Die Einzahlungen des Ehegatten der Klägerin auf dem gemeinsamen Oder-Konto sind der Klägerin in Höhe des hälftigen Betrages freigebig zugewendet worden. Jede freigebige Zuwendung unter Lebenden unterliegt der Schenkungsteuer, soweit der Bedachte durch sie auf Kosten des Zuwendenden bereichert wird (§ 1 Abs. 1 Nr. 2 ErbStG i.V.m. § 7 Abs. 1 Nr. 1 ErbStG). Gemäß § 430 BGB sind die Inhaber eines Oder-Kontos als Gesamtgläubiger im Verhältnis zueinander zu gleichen Anteilen berechtigt, soweit nicht ein anderes bestimmt ist. Fehlen abweichende schriftliche oder mündliche Vereinbarungen der Eheleute über das Innenverhältnis, ist dieses vornehmlich aus dem Verhalten der Eheleute zu erschließen.

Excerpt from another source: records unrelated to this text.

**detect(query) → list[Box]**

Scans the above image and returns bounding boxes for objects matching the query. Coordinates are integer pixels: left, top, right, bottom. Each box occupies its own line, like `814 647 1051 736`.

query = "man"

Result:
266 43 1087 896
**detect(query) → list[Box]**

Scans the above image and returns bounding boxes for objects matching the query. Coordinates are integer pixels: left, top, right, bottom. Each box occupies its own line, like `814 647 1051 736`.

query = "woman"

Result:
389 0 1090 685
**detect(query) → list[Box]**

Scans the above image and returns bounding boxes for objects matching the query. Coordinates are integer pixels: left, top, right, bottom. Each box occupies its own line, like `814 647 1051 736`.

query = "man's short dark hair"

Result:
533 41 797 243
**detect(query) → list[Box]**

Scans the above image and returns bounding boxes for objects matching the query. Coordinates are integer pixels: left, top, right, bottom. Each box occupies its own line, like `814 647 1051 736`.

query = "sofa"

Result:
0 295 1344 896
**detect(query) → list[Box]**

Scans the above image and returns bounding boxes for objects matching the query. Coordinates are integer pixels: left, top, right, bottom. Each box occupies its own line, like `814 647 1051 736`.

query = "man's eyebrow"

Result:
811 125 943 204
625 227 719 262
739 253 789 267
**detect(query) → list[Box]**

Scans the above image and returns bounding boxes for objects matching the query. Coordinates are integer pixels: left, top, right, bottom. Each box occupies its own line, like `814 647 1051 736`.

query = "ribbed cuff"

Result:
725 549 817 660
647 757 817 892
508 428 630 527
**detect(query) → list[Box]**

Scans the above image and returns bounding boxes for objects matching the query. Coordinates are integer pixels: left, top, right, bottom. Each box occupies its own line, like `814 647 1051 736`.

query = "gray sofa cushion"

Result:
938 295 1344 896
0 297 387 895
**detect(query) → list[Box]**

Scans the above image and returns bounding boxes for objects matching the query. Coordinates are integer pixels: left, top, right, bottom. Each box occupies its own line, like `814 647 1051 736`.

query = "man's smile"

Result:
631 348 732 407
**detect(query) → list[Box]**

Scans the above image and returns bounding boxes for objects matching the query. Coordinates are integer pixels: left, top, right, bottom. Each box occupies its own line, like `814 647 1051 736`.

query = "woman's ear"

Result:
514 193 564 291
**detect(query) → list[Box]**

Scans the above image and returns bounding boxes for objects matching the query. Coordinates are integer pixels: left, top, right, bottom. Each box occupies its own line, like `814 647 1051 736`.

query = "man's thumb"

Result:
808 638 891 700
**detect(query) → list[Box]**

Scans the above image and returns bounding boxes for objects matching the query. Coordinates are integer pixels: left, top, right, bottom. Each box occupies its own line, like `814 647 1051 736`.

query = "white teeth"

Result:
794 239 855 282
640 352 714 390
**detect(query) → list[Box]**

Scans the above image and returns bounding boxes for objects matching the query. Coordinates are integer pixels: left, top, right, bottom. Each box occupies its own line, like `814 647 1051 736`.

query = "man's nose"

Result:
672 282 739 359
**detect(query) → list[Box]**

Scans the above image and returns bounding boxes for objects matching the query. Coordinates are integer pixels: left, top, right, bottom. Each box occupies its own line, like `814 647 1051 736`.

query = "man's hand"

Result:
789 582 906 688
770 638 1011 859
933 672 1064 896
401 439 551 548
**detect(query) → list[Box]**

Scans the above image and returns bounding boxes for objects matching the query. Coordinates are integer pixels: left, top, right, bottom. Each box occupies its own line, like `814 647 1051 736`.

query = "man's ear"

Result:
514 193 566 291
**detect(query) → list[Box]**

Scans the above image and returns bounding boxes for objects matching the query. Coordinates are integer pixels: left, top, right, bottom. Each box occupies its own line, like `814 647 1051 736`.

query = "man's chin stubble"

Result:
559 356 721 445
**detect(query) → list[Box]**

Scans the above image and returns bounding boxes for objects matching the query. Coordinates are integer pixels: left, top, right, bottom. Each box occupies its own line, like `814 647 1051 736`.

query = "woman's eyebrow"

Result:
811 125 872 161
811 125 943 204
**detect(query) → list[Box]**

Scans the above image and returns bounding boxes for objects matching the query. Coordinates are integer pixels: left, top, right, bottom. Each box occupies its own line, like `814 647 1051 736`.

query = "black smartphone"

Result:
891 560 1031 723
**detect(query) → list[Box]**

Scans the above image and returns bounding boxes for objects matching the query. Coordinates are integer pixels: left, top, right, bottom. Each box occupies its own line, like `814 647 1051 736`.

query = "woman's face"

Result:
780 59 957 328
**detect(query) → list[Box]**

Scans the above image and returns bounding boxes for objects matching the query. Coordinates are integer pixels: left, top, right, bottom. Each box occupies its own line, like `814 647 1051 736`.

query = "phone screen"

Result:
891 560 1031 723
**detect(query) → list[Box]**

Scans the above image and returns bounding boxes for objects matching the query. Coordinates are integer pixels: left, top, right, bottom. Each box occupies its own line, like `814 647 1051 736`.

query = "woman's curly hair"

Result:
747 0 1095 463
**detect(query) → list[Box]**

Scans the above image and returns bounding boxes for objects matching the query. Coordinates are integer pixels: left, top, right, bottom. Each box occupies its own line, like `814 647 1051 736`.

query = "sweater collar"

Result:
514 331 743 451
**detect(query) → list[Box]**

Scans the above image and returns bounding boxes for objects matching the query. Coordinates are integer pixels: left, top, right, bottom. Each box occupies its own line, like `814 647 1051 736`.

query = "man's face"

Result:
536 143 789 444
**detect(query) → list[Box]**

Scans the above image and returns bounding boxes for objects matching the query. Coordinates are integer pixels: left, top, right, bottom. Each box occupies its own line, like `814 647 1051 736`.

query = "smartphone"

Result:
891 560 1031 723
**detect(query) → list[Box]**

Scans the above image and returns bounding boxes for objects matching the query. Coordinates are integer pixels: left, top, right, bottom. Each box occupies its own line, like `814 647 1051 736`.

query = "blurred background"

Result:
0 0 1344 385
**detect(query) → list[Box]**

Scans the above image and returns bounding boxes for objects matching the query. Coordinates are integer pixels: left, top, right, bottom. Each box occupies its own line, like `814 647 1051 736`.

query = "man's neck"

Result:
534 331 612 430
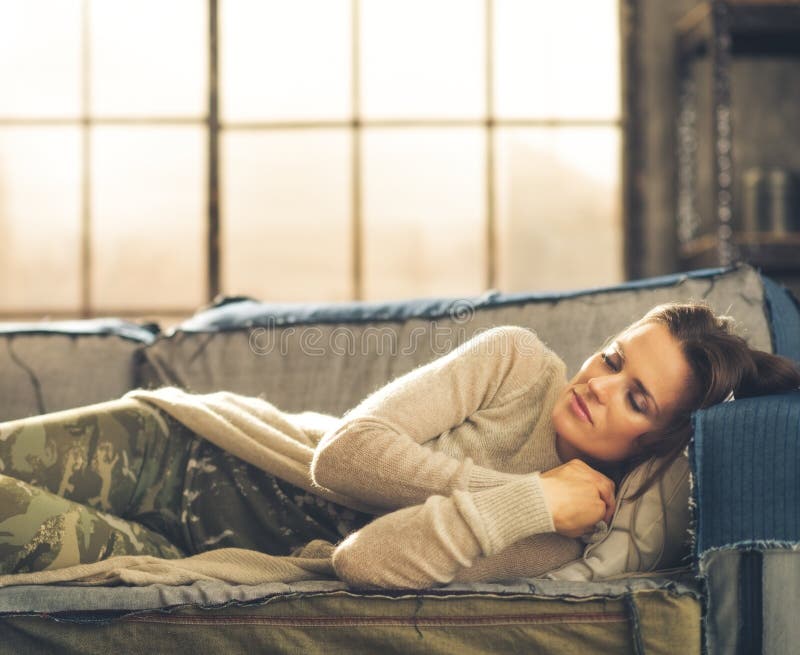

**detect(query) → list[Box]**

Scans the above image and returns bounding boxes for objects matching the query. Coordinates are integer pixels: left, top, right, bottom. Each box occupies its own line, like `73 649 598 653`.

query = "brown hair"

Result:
621 303 800 500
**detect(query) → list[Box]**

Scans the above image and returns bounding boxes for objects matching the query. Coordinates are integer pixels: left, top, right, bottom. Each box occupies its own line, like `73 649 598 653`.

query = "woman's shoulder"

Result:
464 325 563 363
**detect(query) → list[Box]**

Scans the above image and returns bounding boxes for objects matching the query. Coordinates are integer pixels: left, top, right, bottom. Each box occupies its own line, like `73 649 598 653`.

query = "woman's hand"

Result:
539 459 615 537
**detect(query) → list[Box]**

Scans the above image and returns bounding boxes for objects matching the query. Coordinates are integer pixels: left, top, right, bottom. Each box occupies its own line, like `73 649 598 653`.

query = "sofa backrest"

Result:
0 319 157 421
141 266 796 416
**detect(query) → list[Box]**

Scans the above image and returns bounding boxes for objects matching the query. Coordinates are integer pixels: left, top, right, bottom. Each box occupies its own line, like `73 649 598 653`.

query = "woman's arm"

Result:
311 326 563 509
333 474 581 589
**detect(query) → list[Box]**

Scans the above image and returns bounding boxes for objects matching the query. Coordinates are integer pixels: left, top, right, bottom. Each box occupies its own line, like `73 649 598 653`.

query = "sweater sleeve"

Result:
311 326 561 509
333 473 576 589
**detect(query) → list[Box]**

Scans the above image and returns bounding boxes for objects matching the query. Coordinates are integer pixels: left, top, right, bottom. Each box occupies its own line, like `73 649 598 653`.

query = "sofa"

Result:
0 265 800 655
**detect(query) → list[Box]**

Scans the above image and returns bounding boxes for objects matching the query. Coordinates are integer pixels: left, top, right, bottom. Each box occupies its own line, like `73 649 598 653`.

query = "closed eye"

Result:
600 351 647 414
600 352 619 372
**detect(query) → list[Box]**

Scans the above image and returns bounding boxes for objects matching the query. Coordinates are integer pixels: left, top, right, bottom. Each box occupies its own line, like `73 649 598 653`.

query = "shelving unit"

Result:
676 0 800 274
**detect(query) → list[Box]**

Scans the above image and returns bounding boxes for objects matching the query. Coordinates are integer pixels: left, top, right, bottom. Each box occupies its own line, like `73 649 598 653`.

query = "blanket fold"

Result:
0 387 374 587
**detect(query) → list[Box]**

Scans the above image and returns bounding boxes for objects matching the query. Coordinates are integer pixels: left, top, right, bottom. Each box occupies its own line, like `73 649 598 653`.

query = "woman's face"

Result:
553 323 691 462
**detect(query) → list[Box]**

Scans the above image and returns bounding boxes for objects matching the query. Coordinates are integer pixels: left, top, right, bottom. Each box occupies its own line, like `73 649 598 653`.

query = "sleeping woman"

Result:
0 304 800 588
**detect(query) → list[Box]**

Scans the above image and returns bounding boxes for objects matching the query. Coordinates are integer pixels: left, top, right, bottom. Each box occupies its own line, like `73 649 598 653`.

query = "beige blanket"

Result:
0 387 380 586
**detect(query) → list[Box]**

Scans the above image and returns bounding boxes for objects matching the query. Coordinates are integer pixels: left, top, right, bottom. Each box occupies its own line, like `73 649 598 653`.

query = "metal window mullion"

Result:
484 0 497 289
350 0 364 300
207 0 221 301
79 0 93 318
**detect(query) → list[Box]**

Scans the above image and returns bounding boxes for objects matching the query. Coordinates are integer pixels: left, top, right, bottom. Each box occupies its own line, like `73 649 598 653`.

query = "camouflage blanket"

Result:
0 387 380 586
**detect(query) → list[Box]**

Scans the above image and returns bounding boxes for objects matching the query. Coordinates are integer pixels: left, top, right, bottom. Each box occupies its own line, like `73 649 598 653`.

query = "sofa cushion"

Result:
0 319 156 421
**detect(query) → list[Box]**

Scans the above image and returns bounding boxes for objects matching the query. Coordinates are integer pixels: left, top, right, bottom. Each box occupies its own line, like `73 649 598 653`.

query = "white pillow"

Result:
542 453 690 580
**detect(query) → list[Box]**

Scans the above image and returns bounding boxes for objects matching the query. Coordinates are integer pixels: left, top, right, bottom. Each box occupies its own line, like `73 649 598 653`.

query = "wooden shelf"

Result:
675 2 800 57
680 232 800 272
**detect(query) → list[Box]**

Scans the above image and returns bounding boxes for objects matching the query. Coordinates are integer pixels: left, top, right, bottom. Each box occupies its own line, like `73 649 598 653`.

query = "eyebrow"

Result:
612 341 661 415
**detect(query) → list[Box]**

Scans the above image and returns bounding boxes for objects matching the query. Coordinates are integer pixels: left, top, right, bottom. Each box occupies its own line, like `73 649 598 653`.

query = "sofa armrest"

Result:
690 392 800 556
689 391 800 655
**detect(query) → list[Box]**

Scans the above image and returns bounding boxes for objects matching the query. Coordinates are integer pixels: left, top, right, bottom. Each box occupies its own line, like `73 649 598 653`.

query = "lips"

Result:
570 389 594 424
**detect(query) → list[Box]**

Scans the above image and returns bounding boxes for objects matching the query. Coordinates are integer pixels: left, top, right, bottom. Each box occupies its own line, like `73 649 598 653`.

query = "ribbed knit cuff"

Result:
467 464 530 491
453 473 555 557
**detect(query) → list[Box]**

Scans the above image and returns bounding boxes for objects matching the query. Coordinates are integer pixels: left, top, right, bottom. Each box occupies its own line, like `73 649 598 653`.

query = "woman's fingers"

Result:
539 459 616 537
597 473 617 525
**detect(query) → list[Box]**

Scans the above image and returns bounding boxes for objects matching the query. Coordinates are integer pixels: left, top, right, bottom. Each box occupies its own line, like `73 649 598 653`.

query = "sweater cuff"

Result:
467 464 530 491
453 473 555 557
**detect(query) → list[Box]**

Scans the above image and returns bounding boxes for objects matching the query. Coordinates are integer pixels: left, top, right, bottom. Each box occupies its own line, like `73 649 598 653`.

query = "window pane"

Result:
0 127 81 311
221 130 352 302
363 128 486 299
494 0 620 119
220 0 352 121
360 0 486 118
90 0 208 116
0 0 81 118
92 127 206 310
496 127 623 291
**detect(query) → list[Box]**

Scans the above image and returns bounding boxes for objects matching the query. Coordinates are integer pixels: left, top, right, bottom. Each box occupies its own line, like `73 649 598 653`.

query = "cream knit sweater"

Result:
311 326 581 588
0 326 582 588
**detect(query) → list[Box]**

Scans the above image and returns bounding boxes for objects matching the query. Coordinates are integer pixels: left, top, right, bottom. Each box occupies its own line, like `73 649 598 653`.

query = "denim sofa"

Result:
0 266 800 654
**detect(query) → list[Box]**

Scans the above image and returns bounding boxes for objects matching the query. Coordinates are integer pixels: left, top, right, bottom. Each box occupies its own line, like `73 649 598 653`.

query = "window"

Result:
0 0 623 317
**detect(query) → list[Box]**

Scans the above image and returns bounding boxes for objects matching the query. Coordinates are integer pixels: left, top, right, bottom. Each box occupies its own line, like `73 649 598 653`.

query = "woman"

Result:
0 304 800 588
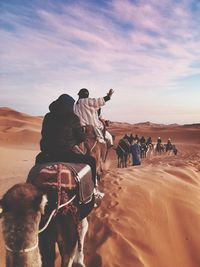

Eine von der gesetzlichen Vermutung abweichende schriftliche Vereinbarung der Eheleute, dass sie sich zu jedem Zeitpunkt einig gewesen seien, dass der im Jahr 2004 erzielte Veräußerungserlös aus dem Verkauf der Beteiligung ausschließlich dem Ehemann zustehe, wurde erst am 30.05.2007 und damit zeitlich bis zu 3 Jahre nach den Einzahlungen auf dem Oder-Konto niedergelegt. Die schriftliche Vereinbarung wurde darüber hinaus erst in unmittelbarem zeitlichem Zusammenhang mit der durch das Finanzamt bei der Klägerin und ihrem Ehemann Anfang des Jahres 2007 durchgeführten Prüfung nach Hinweis auf etwaige Schenkungen verfasst. Sie kann daher lediglich Absichten der Ehegatten für vorangegangene Zeiträume fixieren, rückwirkend jedoch keine Zurechnung an einen Ehegatten begründen.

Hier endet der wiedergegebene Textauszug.